Signal‐dependent Regulation of Transcription Factor Activity

Abstract

Signal dependent regulation of transcription factor activity in the nervous system controls gene expression programs that underlie learning and memory. Transcription factor Sp4 is zinc finger DNA binding protein that regulates neuronal connectivity, brain development and function. In humans, altered Sp4 has been linked to psychiatric disorders such as schizophrenia and bipolar disorder. We are investigating the function and regulation of Sp4 in neurons. Our recent studies have revealed two distinct calcium‐dependent signaling pathways that regulate Sp4 via altered patterns of post‐translational modification. We have found that stimulation of the NMDA receptor activates a PP1/PP2A protein phosphatase signaling pathway that dephosphorylates Sp4. Our data suggests that this phosphorylation reduces Sp4 function independent of an effect on Sp4 levels. We have also found that Sp4 protein, but not mRNA, abundance is highly regulated in response to changes in membrane potential associated with neuronal activity.
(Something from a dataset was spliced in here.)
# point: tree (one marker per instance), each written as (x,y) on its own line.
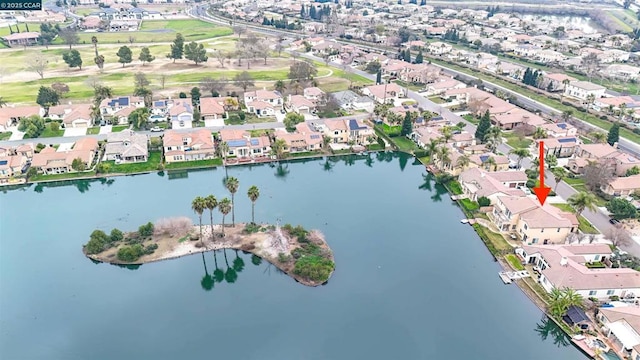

In resting neurons, Sp4 is ubiquitinated and rapidly degraded by the proteasome. We have found that calcium influx via store operated calcium entry (SOCE) and the ER calcium sensor Stim1 regulates Sp4 ubiquitination. Our studies reveal new aspects of the complex mechanisms that determine signal‐dependent regulation of transcription factor activity important for neuronal plasticity, brain development and disease.